Every psychedelic therapy protocol requires trained therapists — typically two per session, for 6-8 hours. MDMA-assisted therapy for PTSD requires three 8-hour sessions plus preparation and integration. At scale, this is unsustainable: there aren't enough therapists, training takes years, and the cost per treatment ($10,000+) excludes most patients.

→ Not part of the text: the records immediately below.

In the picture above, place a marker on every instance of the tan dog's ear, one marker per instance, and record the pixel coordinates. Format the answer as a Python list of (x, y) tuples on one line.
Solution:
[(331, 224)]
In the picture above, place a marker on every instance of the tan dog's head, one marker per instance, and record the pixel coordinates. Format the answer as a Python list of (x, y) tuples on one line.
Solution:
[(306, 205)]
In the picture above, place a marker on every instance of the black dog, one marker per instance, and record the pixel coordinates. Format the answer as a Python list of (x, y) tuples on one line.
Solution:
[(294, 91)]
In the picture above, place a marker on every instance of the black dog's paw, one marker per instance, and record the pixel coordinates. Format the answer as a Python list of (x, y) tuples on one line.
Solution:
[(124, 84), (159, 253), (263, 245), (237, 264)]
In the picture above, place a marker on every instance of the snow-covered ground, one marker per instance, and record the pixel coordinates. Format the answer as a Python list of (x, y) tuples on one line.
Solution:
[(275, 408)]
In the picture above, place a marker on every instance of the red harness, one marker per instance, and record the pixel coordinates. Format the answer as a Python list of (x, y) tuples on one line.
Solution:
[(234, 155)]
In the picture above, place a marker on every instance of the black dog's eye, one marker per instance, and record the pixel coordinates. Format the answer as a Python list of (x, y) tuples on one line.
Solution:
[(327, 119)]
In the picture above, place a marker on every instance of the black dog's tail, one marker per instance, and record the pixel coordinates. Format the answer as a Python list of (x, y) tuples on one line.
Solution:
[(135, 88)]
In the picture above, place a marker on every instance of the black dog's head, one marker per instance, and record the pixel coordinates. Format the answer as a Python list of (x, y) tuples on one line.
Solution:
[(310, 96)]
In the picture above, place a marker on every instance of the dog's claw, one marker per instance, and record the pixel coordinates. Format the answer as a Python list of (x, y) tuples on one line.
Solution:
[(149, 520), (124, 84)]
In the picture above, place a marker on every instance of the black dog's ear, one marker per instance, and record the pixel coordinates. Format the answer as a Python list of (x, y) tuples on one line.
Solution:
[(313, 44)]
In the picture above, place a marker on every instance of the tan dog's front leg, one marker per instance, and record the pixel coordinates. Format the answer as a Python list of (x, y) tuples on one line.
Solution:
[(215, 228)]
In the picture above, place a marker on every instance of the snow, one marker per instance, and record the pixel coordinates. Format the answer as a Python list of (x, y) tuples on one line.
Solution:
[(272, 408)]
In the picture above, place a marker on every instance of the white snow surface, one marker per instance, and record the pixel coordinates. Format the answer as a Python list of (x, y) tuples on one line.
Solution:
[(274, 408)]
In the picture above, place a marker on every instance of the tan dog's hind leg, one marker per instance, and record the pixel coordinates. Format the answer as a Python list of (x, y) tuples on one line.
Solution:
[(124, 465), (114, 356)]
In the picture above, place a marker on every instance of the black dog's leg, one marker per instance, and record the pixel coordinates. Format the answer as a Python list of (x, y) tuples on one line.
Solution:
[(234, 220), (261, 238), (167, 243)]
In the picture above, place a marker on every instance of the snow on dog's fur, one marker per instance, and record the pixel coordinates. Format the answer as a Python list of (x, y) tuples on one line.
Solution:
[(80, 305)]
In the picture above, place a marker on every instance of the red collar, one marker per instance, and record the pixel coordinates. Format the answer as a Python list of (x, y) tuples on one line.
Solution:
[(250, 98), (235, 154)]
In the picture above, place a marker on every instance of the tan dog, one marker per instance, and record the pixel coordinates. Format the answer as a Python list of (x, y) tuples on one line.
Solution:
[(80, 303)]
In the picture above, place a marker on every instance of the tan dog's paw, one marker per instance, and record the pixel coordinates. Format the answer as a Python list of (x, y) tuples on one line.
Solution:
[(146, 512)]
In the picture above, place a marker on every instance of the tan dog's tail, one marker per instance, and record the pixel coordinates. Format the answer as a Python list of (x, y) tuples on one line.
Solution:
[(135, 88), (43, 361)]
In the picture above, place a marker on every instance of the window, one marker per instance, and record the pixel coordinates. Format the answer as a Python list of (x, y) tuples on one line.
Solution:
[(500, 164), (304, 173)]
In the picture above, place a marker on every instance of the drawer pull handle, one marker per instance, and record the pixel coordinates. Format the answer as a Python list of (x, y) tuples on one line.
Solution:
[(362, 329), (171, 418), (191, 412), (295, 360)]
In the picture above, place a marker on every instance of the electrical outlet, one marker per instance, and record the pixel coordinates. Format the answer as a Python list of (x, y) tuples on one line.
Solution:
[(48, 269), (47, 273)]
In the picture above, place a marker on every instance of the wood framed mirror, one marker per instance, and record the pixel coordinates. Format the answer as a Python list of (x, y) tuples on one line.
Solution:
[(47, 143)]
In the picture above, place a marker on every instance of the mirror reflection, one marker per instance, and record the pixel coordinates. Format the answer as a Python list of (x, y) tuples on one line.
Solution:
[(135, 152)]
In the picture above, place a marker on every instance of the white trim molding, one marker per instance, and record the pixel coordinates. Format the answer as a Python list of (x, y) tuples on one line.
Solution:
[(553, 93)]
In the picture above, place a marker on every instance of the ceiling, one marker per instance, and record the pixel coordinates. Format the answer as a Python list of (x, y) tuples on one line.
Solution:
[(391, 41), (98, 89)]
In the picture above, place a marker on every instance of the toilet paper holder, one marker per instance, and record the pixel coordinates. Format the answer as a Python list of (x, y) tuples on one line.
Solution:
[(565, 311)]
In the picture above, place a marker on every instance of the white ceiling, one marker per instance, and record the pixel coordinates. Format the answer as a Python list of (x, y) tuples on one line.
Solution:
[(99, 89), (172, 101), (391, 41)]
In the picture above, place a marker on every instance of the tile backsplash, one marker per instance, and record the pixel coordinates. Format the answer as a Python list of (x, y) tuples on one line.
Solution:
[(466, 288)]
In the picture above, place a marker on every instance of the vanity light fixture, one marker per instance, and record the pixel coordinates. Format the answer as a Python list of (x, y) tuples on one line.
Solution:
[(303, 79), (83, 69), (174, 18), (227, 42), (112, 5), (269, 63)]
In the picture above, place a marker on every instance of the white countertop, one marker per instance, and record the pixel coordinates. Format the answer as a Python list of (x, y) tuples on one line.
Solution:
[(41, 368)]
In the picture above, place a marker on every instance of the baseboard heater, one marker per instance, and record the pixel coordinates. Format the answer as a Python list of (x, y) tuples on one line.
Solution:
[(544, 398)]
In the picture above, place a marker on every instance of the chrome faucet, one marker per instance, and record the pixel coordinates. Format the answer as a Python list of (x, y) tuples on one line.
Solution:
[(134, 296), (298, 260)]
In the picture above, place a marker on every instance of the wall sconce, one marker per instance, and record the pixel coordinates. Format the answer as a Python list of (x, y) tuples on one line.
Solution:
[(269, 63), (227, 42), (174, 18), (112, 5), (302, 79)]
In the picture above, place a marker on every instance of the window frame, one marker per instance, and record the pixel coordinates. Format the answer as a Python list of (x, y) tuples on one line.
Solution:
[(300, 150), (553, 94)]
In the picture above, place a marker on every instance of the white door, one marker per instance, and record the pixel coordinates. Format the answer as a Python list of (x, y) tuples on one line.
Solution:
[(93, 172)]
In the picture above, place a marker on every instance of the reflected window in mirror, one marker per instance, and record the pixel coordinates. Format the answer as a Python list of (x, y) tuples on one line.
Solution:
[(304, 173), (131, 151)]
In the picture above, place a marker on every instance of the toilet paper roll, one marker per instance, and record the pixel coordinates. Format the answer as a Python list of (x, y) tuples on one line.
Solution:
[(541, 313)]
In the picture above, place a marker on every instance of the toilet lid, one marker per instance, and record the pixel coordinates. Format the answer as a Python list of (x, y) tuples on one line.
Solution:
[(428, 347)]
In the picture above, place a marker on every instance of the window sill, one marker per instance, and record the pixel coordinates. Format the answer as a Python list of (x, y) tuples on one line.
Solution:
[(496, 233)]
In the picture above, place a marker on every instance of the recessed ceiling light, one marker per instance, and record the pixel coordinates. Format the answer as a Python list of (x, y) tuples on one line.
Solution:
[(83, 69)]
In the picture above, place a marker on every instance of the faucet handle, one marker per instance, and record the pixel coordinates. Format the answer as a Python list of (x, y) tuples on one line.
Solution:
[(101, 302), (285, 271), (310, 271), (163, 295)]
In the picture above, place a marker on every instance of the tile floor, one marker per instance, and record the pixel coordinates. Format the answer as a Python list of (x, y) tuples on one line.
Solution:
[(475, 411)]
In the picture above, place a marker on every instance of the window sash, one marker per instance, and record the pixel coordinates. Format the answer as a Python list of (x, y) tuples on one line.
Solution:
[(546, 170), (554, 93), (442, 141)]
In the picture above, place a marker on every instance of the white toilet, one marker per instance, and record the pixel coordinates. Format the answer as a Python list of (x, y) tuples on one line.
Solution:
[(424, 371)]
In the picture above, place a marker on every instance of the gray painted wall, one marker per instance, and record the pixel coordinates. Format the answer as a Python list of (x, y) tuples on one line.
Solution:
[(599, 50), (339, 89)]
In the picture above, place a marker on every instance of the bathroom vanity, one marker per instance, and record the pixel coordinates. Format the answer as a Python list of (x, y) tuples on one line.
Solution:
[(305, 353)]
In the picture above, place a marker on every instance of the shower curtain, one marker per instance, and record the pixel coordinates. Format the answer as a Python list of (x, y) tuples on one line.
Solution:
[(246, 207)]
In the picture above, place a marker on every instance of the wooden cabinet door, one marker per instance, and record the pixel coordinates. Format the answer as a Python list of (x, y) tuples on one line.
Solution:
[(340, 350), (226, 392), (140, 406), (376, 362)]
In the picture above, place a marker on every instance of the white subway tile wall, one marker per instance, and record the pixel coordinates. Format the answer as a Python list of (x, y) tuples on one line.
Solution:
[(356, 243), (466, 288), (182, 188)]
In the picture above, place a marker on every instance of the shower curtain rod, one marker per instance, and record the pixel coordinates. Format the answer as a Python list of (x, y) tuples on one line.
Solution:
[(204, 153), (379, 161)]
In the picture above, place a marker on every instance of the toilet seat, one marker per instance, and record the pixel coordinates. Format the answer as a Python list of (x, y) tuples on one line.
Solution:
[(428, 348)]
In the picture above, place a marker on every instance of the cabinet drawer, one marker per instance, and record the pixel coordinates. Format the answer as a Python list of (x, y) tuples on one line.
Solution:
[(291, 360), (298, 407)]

The field needs to decide: is the therapy or the molecule doing the work? If it's primarily the molecule (supported by emerging data on non-guided psychedelic use showing comparable outcomes), then we're overcomplicating it. If it's the therapeutic relationship, we need a 10x scaling solution.
Hypothesis: The current therapist-intensive model of psychedelic-assisted therapy will prove unnecessary for the majority of patients. Group-based formats (1 therapist per 4-6 participants), AI-guided integration, and peer support models will produce equivalent outcomes at 20% of the cost. The molecule is doing most of the work; the therapy is providing safety and context, not unique therapeutic input.
Prediction: A non-inferiority trial comparing individual (2 therapists, 1 patient) vs. group format (2 therapists, 6 patients) psilocybin-assisted therapy for depression will show equivalent outcomes, with the group format reducing per-patient cost by >60%.